We looked towards our shared staging environment as a viable replacement. Staging gave us confidence due to its similarity to production, but we needed to add a missing piece for it to feel like a safe environment for development: isolation.

Staging Environment

Our staging environment runs the same tech stack as production but with scaled-in resources, fake user data, and a synthetic web traffic generator. Staging at Lyft is a first-class environment where breached SLOs will page on-call engineers and developers will raise a SEV if the environment becomes unstable. Though staging’s availability and genuine traffic add E2E confidence, some problems could arise if we encouraged it for extensive development:

Staging is an entirely shared environment like production; if someone deployed a malfunctioning instance to the staging mesh, it would affect others who (perhaps transitively) depend on that service.
The intended way of shipping new code to staging is by merging a PR to main, which will kick off a new deploy pipeline. This carries a lot of process burden just to test how an experimental change works E2E: writing tests, getting code review, merging, and progressing through CI/CD.
This burdensome process could result in users utilizing an escape hatch: deploying their PR branch directly to staging. With unvetted commits running in staging, we’d further amplify issues where bugs degrade the environment stability.
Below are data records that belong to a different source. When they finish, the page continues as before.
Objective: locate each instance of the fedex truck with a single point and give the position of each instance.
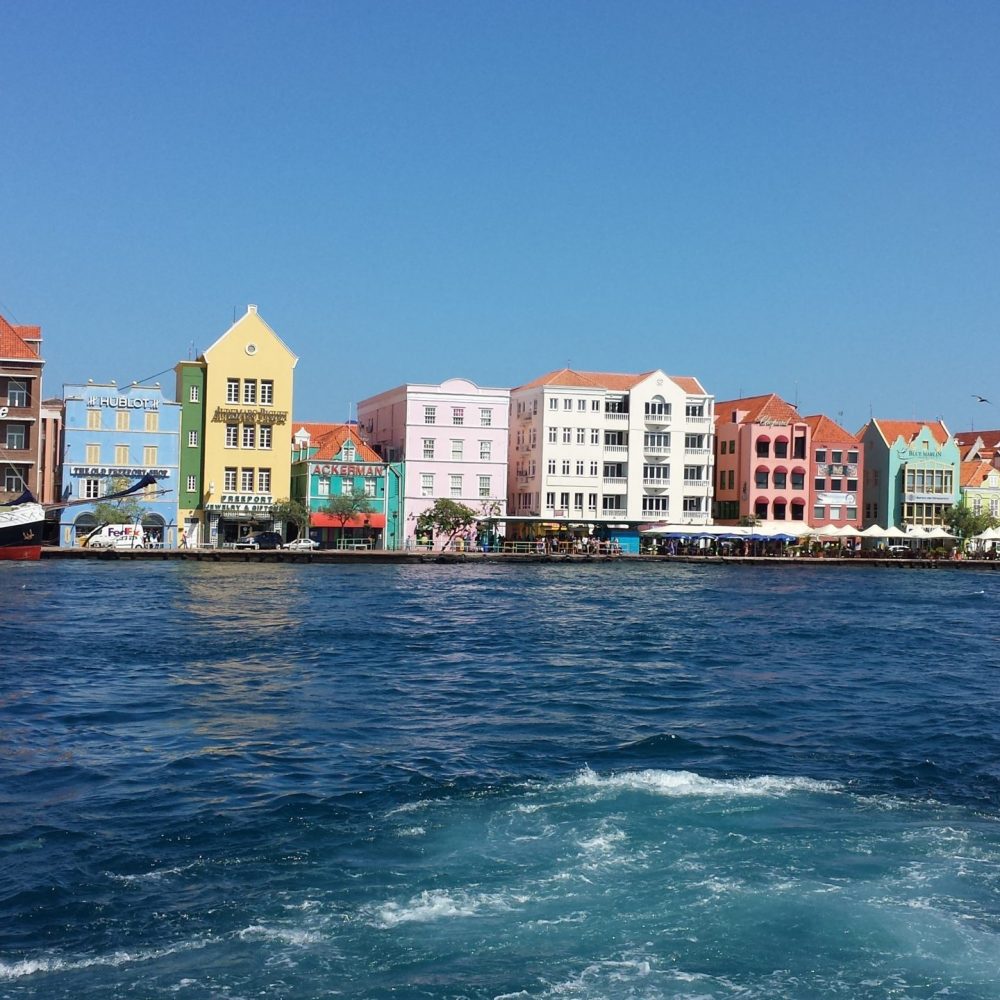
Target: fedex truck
(116, 536)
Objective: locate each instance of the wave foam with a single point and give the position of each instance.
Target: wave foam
(439, 905)
(687, 783)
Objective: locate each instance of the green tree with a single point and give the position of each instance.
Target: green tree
(291, 512)
(124, 510)
(965, 523)
(447, 518)
(343, 508)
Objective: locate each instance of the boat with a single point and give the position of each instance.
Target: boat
(22, 520)
(21, 524)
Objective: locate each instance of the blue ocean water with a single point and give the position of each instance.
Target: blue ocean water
(603, 781)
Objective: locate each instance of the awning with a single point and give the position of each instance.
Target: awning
(357, 521)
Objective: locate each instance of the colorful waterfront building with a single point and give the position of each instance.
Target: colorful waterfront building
(762, 461)
(332, 460)
(611, 451)
(113, 436)
(836, 468)
(451, 440)
(237, 433)
(20, 408)
(912, 473)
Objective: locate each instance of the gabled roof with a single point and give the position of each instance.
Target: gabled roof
(756, 408)
(974, 474)
(14, 342)
(587, 380)
(328, 439)
(909, 429)
(825, 430)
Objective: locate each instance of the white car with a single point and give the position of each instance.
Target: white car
(301, 543)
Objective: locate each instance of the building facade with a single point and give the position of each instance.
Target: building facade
(330, 461)
(237, 433)
(912, 473)
(20, 409)
(451, 440)
(604, 448)
(112, 437)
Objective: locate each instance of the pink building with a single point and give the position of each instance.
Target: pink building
(451, 439)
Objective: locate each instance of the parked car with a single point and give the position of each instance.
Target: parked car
(301, 543)
(261, 540)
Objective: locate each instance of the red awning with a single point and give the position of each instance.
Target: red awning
(358, 521)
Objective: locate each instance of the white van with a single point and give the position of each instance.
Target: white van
(116, 536)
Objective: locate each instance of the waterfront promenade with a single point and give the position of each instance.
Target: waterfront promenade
(335, 557)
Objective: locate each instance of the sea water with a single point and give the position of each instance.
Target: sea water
(597, 781)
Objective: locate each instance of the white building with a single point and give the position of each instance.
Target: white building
(451, 439)
(596, 446)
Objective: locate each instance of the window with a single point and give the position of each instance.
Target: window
(17, 393)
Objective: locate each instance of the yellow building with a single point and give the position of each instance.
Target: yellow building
(238, 400)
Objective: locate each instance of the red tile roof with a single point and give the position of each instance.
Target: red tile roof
(756, 408)
(975, 473)
(587, 380)
(13, 346)
(909, 429)
(328, 439)
(827, 431)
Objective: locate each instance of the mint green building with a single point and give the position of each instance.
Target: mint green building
(912, 473)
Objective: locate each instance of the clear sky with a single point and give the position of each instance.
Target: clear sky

Our goal was to overcome these challenges to make the staging environment a better place for manual validation of E2E workflows. We wanted to let users test their code in staging without being bogged down by process, all while minimizing the blast radius of their changes should something with their revision go wrong. To accomplish this, we created staging overrides.

Staging Overrides

Staging overrides is a set of tools to safely and quickly validate user changes in the staging environment. We fundamentally shifted our approach for the isolation model: instead of providing fully isolated environments, we isolated requests within a shared environment. At its core, we enable users to override how their request flows through the staging environment to conditionally exercise their experimental code. The rough workflow looks like this:

Create a new deployment on staging that doesn’t register with service discovery. This is what we call an offloaded deployment and it guarantees that other users making requests to this service won’t get routed through this (potentially broken) instance.
Embed override information in request headers that our infrastructure knows how to interpret. Ensure this override metadata gets propagated throughout the entire request call graph.
Modify our per-service routing rules to respect override information provided in the request headers. Route to the offloaded deployment when the override metadata specifies so.

Example Scenario

Let’s say a user wanted to test a new version of the onboarding service in an E2E scenario. Previously with Onebox, a user would spin up an entire copy of the Lyft stack and modify just their service to validate it works as expected.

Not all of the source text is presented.